You are viewing a plain text version of this content. The canonical link for it is here.

Posted to dev@nifi.apache.org by Dave <da...@gmail.com> on 2018/06/18 04:41:07 UTC

SplitText - How to make each split unique?

Hi,

I am learning NiFi.

I have created an input csv (CityCode.csv) file as below:
ID, CITY_NAME, ZIP_CD, STATE_CD
1, Delhi, 110001, DL
2, Mumbai, 400001, MH
3, Chennai, 600001, TN
4, Bangalore, 560001, KA

This is my 1st dataflow. I am building it block by block and I am planning
to create a dataflow like this.
GetFile -> InferAvroSchema -> SplitText -> ConvertCSVToAvro -> ExtractText
-> if error Put in Kafka
-> if success put in DB
I might add few more functionalities in between to strengthen my knowledge.

InitialFlow.jpg
<http://apache-nifi-developer-list.39713.n7.nabble.com/file/t1006/InitialFlow.jpg>

I have created dataflow till ConvertCSVToAvro. I have a few queries in the
flow till now

I use Getfile processor to take a csv file from a directory
D:\ApacheNiFi\source-data. If getfile is successful, then the flow moves to
“CreateInferAvroSchema”
In InferAvroSchema processor, the flow is configured as below:

• Schema Output Destination - flowfile-attribute
• Input Content Type - CSV
• CSV Header Definition -
• Get CSV Header Definition From Data - true
• CSV Header Line Skip Count – 1
• CSV delimiter – .
• CSV Escape String - /
• CSV Quote String – ‘
• Pretty Avro Output - true
• Avro Record Name - CityCode
• Numer of Records To Analyze - 10
• Charset – UTF8

Scheduling
Scheduling Strategy - Timer Driven, Concurrent Tasks – 1, Run Schedule – 0
sec
Settings
• I have checked original Relationship to Automatically Terminate
Relationships because I am not able to understand what exactly is this
relationship
• Failure & Unsupported content – Put in file in directory
“D:\ApacheNiFi\error-data”
• Success – SplitText

The reason why I used SplitText processor before InferAvroSchema processor
is that the schema processor is not able to capture records which are only
failure but send the whole file and add an attribute “error” to failed
records. In one specific post, it was recommended to first split the records
and then convert to avro
https://stackoverflow.com/questions/41840726/nifi-convertcsvtoavro-how-to-capture-the-failed-records
<https://stackoverflow.com/questions/41840726/nifi-convertcsvtoavro-how-to-capture-the-failed-records>

In SplitText Processor, the flow is configured as below:
Line Split Count - 1
Header Line Count - 1 (This I have kept as 1 because I have a header
in my file)
Remove Trailing Newlines - true

Splits - It flows to next processor “ConvertCSVToAvro”
Original - I have created a processor Putfile and storing the file in a
directory by name "D:\ApacheNiFi\processed-data".
Failure - I am routing it to the same processor

1st question:
Is it possible that we can attach some kind of an attribute to distinguish
every record that is split. For eg. Is it possible to attach some unique ID
to each record as an attribute to make it unique? If yes, how can I do that?
Is there any instructions or material available where it will help me to add
an attribute? I tried to add “UpdateAttribute” processor to check if I can
achieve this, but could not find anything related.

2nd question:
I also need to check if the input string in each field of the record is of
35 characters. Only then it should execute the “Split” relation. Else the
record should be routed to failure.

Any guidance will be very helpful. I hope I am not sounding very stupid.
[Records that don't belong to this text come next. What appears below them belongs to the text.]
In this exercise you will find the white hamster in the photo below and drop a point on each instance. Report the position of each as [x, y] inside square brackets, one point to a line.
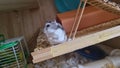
[55, 32]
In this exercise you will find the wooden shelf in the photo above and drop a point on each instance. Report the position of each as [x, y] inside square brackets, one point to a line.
[78, 43]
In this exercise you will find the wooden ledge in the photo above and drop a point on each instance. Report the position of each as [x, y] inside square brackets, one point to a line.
[78, 43]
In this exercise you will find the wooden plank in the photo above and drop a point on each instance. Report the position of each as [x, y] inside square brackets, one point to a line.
[76, 44]
[17, 4]
[92, 16]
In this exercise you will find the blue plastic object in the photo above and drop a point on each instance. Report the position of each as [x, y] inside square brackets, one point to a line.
[66, 5]
[92, 52]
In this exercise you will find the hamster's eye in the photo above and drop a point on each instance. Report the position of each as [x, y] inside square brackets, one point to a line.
[47, 25]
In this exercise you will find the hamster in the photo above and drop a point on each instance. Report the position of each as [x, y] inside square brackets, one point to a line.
[55, 32]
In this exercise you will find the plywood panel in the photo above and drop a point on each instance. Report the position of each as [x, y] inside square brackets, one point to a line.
[47, 10]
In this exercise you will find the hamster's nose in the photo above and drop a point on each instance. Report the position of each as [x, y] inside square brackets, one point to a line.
[48, 25]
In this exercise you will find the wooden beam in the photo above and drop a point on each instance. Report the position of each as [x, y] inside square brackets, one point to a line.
[75, 44]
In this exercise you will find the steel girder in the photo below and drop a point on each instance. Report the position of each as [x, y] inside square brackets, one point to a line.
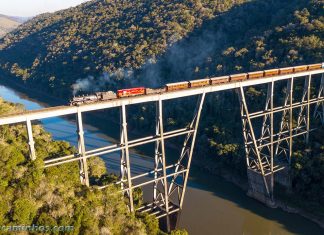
[83, 166]
[319, 108]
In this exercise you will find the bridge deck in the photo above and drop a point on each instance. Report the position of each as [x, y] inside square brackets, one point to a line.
[68, 110]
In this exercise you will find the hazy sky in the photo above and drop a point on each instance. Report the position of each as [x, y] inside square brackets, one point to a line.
[34, 7]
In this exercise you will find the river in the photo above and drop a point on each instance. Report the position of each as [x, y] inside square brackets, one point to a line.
[212, 205]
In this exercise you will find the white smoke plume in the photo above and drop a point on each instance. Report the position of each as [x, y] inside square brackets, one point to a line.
[94, 84]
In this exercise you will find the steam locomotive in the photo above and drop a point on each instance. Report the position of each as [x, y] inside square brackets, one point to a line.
[109, 95]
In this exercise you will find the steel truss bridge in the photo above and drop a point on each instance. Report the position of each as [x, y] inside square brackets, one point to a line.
[268, 146]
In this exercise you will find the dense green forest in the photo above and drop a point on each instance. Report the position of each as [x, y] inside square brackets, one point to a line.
[104, 45]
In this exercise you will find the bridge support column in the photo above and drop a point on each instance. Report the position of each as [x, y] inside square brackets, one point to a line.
[304, 112]
[160, 190]
[84, 175]
[179, 181]
[31, 143]
[259, 154]
[319, 108]
[125, 170]
[284, 142]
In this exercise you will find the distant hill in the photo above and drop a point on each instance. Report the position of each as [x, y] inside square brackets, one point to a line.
[129, 43]
[8, 23]
[100, 36]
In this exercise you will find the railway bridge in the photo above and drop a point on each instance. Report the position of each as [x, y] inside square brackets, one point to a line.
[268, 138]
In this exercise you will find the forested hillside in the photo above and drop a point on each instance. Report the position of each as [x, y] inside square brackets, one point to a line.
[8, 24]
[54, 50]
[151, 42]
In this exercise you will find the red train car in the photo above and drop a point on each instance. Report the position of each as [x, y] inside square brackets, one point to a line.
[131, 92]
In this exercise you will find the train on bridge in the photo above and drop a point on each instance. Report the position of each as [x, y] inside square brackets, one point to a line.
[109, 95]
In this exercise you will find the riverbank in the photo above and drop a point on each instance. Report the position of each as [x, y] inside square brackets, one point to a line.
[281, 202]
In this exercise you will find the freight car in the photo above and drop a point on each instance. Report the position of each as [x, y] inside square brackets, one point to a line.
[238, 77]
[176, 86]
[98, 96]
[301, 68]
[287, 70]
[254, 75]
[199, 82]
[219, 80]
[131, 92]
[102, 96]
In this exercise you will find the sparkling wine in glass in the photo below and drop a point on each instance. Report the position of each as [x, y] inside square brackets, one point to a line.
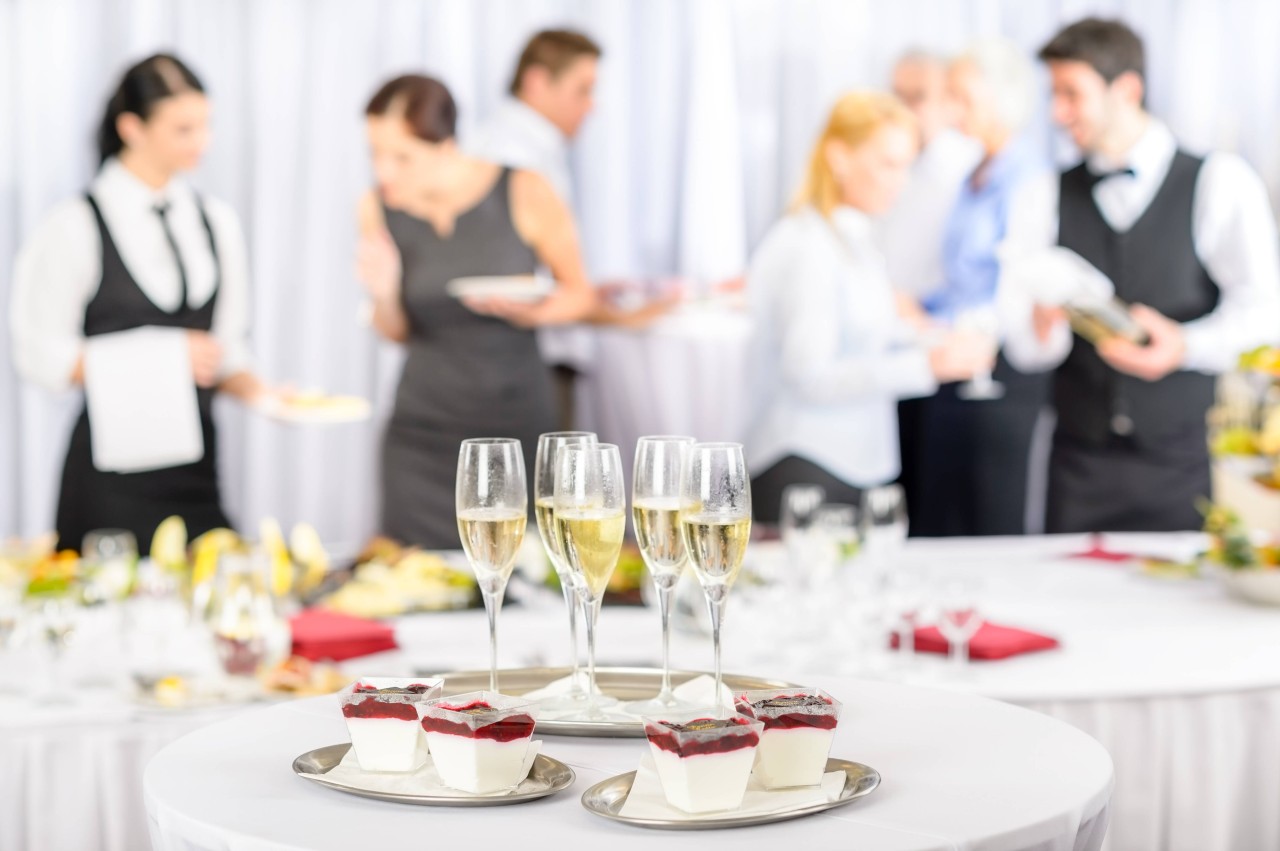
[716, 522]
[656, 517]
[590, 521]
[544, 511]
[493, 511]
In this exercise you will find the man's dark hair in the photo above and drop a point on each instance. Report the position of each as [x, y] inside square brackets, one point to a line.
[553, 50]
[1109, 46]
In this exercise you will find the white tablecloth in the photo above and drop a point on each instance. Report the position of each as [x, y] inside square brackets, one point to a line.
[682, 375]
[959, 772]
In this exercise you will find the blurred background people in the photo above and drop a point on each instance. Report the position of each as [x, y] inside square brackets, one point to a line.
[1188, 241]
[831, 355]
[970, 462]
[137, 291]
[472, 367]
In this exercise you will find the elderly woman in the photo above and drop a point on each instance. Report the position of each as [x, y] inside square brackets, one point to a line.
[973, 454]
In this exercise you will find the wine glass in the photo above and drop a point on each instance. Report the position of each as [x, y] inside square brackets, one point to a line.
[986, 323]
[656, 516]
[590, 521]
[493, 509]
[544, 511]
[959, 618]
[716, 522]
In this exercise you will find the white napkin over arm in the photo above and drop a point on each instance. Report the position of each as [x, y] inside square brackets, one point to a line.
[141, 398]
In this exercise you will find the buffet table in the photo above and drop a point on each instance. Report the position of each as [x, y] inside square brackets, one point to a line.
[959, 772]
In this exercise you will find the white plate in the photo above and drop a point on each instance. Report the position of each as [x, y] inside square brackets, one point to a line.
[520, 288]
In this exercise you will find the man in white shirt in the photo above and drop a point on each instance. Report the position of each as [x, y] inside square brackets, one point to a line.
[1191, 242]
[549, 97]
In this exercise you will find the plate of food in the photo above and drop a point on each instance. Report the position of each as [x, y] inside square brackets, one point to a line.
[517, 288]
[315, 407]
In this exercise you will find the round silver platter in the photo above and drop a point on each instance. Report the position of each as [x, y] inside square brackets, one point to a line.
[624, 683]
[547, 777]
[606, 799]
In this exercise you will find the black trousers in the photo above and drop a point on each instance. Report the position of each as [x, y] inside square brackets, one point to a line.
[1125, 486]
[967, 462]
[767, 488]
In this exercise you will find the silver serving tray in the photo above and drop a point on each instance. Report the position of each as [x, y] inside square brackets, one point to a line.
[624, 683]
[606, 799]
[547, 777]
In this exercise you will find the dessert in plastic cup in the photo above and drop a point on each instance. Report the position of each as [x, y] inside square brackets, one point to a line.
[703, 762]
[799, 727]
[479, 740]
[382, 721]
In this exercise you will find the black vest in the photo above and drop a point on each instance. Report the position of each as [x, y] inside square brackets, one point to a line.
[1152, 264]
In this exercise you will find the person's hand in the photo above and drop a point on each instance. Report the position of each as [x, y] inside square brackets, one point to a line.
[206, 357]
[1046, 319]
[378, 266]
[961, 355]
[1159, 357]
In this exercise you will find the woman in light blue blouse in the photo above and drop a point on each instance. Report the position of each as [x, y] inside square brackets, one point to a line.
[976, 452]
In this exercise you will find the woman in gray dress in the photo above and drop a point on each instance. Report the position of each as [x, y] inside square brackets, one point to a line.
[472, 367]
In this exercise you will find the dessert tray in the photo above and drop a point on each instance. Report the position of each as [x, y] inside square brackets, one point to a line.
[547, 777]
[622, 683]
[607, 797]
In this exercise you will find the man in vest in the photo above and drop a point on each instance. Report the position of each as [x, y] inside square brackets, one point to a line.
[1189, 242]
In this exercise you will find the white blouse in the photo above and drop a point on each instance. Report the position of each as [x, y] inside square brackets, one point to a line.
[831, 356]
[1234, 236]
[59, 268]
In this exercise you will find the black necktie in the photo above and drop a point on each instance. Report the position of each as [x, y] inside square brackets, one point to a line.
[1098, 177]
[163, 211]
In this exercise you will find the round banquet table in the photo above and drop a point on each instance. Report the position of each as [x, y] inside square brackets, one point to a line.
[959, 772]
[1178, 681]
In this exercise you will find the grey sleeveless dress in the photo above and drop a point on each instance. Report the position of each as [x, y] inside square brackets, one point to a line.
[466, 375]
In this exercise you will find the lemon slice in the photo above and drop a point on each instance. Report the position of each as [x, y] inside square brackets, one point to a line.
[169, 543]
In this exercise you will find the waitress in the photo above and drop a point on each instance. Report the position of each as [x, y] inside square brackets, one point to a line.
[472, 367]
[138, 277]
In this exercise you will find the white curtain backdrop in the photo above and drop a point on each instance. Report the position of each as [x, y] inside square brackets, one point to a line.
[705, 111]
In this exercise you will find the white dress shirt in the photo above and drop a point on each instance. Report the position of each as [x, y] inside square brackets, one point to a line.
[1233, 232]
[59, 268]
[912, 232]
[520, 136]
[830, 356]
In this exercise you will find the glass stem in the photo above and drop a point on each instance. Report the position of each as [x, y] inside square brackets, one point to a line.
[664, 612]
[571, 600]
[492, 603]
[717, 612]
[590, 611]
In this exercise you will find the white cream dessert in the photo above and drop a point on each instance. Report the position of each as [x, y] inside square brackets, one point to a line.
[382, 721]
[479, 740]
[799, 727]
[703, 763]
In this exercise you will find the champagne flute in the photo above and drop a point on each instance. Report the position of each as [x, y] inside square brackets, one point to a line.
[716, 522]
[590, 521]
[544, 509]
[493, 511]
[656, 516]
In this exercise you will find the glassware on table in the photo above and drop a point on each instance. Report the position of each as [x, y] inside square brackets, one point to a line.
[959, 618]
[986, 323]
[716, 522]
[493, 509]
[656, 517]
[544, 511]
[109, 558]
[590, 521]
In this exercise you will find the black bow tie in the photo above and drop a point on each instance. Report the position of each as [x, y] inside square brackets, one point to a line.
[1098, 177]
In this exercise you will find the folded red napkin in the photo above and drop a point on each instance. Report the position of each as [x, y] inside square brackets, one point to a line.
[991, 641]
[319, 634]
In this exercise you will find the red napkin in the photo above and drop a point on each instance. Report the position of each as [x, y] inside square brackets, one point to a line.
[991, 641]
[319, 634]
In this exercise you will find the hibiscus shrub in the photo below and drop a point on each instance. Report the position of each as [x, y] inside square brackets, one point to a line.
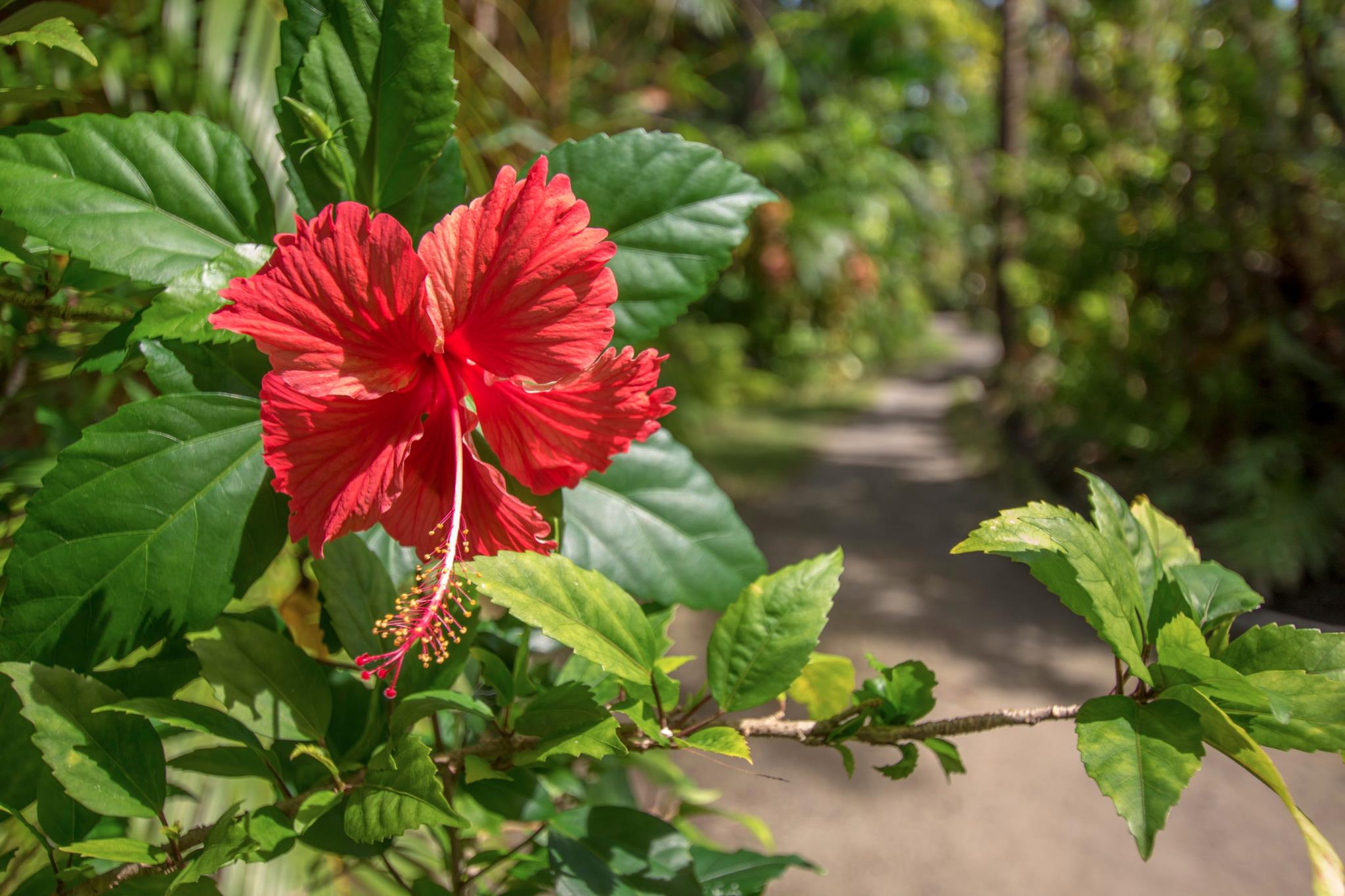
[387, 566]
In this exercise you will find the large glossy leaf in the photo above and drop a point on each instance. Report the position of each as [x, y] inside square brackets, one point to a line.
[580, 609]
[110, 763]
[135, 532]
[763, 641]
[613, 851]
[676, 211]
[381, 78]
[401, 790]
[658, 526]
[264, 680]
[1091, 572]
[1224, 735]
[1275, 647]
[148, 196]
[1142, 757]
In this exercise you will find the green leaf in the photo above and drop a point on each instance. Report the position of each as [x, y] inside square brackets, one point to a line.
[108, 762]
[414, 707]
[907, 691]
[902, 769]
[763, 641]
[112, 554]
[384, 81]
[743, 872]
[183, 308]
[1142, 757]
[177, 367]
[227, 843]
[613, 851]
[1275, 647]
[188, 716]
[264, 680]
[825, 685]
[580, 609]
[58, 33]
[1172, 544]
[947, 754]
[119, 849]
[1115, 521]
[401, 790]
[222, 762]
[676, 210]
[1214, 593]
[721, 739]
[148, 196]
[571, 723]
[1224, 735]
[1091, 574]
[658, 526]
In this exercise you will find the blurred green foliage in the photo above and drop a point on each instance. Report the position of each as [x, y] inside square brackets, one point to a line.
[1179, 297]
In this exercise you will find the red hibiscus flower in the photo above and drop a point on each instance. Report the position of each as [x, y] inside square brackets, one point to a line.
[376, 349]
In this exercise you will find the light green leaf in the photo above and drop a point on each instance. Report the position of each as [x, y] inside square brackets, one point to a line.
[763, 641]
[183, 308]
[382, 79]
[721, 739]
[401, 790]
[148, 196]
[1275, 647]
[580, 609]
[58, 33]
[118, 849]
[1172, 544]
[1091, 574]
[1224, 735]
[264, 680]
[658, 526]
[109, 555]
[108, 762]
[1142, 757]
[902, 769]
[414, 707]
[1114, 519]
[1214, 593]
[676, 210]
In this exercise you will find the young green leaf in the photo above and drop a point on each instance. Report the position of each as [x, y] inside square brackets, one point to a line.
[825, 685]
[148, 196]
[109, 762]
[580, 609]
[1172, 544]
[1091, 574]
[110, 555]
[1224, 735]
[1142, 757]
[763, 641]
[676, 210]
[1214, 593]
[401, 790]
[658, 526]
[264, 680]
[1275, 647]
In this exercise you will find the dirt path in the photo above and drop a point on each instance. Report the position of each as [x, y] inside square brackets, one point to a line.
[889, 489]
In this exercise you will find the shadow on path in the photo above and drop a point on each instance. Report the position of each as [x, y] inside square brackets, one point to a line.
[888, 486]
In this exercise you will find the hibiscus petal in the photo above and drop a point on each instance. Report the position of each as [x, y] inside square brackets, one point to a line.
[338, 458]
[494, 521]
[553, 438]
[341, 307]
[521, 281]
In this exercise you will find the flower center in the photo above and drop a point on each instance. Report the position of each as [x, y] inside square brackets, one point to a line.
[426, 614]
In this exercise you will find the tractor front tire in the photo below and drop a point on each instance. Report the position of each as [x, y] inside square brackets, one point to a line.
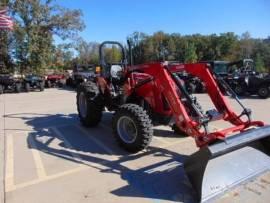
[132, 127]
[263, 92]
[239, 90]
[178, 131]
[89, 104]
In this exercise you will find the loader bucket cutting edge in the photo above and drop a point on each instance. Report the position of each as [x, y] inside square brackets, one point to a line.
[222, 166]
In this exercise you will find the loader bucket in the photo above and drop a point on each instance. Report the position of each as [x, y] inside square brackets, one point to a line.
[215, 169]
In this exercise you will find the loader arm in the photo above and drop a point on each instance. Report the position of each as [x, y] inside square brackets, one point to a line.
[198, 127]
If there is any material for me to practise these kind of activities like
validating based on some conditions or mentioning a filename for capturing
error records like "InvalidRecords.csv" in the folder mentioned in putfile
processor. Everything seems so confusing and I am not able to find enough
material to learn this.

Thanks for your patience and time

Thanks
Dave

--
Sent from: http://apache-nifi-developer-list.39713.n7.nabble.com/

Re: SplitText - How to make each split unique?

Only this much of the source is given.